Honey Roasted Carrots with Thyme brings sweet, savory flavors to your table. Easy and comforting, it’s a side dish that always gets compliments.


Ingredients

Scale
  • Main Players:
  • 1.5 lbs carrots, peeled and chopped into 1-inch pieces
  • 2 tbsp olive oil
  • 3 tbsp honey
  • Flavor Builders:
  • 1 tsp fresh thyme leaves (or 1/2 tsp dried)
  • 1/2 tsp sea salt
  • 1/4 tsp black pepper, freshly cracked
  • Finishing Touches:
  • Optional: flaky sea salt for garnish
  • Optional Extras:
  • Optional: 1 tbsp balsamic glaze
  • Optional: pinch of cayenne pepper or smoked paprika

Instructions

  1. Prep the Carrots:: First things first, get those carrots ready! I usually peel them, especially if the skins look a bit tough, but if they’re young and tender, a good scrub is often enough. Then, I chop them into roughly 1-inch pieces. Try to keep them similar in size so they cook evenly – this is where I always get a bit messy, with carrot bits flying everywhere, oops! You want them to have enough surface area for that delicious caramelization.
  2. Whisk the Glaze:: Now for the good stuff! In a medium bowl, whisk together your olive oil, honey, salt, and black pepper. You want it all nicely combined, a smooth, slightly thick glaze. This is where the magic starts to happen, honestly. Sometimes I add a tiny dash of smoked paprika here, just for a little extra oomph, but that’s just me playing around in the kitchen.
  3. Coat the Carrots:: Toss those prepped carrots into the bowl with the glaze. Get in there with your hands, if you’re like me, and make sure every single piece is beautifully coated. You want that sticky sweetness to cling to every surface. I always make a bit of a mess here, with sticky fingers, but it’s worth it for the even flavor.
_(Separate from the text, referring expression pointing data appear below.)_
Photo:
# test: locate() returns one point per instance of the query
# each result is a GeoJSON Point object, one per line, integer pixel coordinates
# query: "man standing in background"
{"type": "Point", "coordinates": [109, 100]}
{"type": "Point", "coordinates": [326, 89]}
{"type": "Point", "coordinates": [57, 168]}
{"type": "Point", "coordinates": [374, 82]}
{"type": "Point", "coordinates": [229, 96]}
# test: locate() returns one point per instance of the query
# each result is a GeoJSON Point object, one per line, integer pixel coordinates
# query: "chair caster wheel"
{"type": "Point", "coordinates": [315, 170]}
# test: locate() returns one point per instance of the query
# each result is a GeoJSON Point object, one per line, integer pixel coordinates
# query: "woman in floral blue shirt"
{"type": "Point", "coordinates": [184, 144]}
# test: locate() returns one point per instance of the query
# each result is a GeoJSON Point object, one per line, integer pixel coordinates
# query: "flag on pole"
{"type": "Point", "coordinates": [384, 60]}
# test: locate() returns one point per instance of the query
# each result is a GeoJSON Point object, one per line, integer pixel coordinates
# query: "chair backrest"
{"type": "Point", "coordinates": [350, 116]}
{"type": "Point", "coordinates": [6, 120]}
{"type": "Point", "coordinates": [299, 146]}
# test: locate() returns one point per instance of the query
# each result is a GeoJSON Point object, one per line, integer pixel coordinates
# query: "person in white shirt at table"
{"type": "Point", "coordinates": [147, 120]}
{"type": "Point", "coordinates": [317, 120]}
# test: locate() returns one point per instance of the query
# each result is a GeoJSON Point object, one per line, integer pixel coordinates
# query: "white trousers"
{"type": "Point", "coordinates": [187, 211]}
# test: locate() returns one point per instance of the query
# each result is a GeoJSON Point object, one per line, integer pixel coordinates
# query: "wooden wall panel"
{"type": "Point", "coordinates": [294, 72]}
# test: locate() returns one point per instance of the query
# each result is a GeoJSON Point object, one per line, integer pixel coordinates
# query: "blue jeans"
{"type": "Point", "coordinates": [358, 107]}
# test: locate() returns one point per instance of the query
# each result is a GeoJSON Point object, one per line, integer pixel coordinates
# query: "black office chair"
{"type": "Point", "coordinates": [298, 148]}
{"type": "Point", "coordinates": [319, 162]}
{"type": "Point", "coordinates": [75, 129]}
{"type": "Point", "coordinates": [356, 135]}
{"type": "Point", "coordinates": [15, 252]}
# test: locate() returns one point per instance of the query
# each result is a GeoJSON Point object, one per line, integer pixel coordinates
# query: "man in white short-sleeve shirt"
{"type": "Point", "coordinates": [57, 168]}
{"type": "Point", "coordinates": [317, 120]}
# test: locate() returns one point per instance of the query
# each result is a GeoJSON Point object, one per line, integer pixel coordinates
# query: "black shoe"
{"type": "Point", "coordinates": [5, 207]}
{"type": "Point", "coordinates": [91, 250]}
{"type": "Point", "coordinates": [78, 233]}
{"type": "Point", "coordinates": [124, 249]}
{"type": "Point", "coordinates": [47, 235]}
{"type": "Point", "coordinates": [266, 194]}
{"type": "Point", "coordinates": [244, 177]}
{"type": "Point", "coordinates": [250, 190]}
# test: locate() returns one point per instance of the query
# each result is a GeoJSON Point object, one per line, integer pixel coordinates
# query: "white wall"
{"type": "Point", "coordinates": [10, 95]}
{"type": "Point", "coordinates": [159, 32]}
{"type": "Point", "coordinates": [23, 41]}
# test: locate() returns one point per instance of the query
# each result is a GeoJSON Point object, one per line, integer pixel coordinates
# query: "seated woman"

This ensures every bite of these glazed carrots is perfect.
  4. Spread and Roast:: Spread the coated carrots in a single layer on a large baking sheet. This is CRITICAL, hon! If they’re crowded, they’ll steam instead of roast, and we want golden, slightly crispy edges, not soggy ones. I usually use parchment paper for easy cleanup – trust me, you’ll thank yourself later. Pop them into a preheated oven at 400°F (200°C) and let the roasting begin!
  5. Add the Thyme:: After about 15 minutes of roasting, pull the tray out and scatter the fresh thyme sprigs over the carrots. Give them a quick stir or a gentle toss to distribute the thyme. The smell at this point is just incredible – earthy thyme mingling with sweet, warming carrots. This is also a good time to flip any pieces that might be getting too dark on one side. Back into the oven they go!
  6. Finish Roasting & Serve:: Continue roasting for another 10-15 minutes, or until the carrots are tender-crisp and beautifully caramelized around the edges. They should be a gorgeous golden-brown, with some darker, sticky bits – those are the best! I always sneak a taste right off the pan, burning my tongue a little, but it’s part of the experience. Serve these honey roasted carrots with thyme warm, maybe with an extra sprinkle of flaky salt. So good!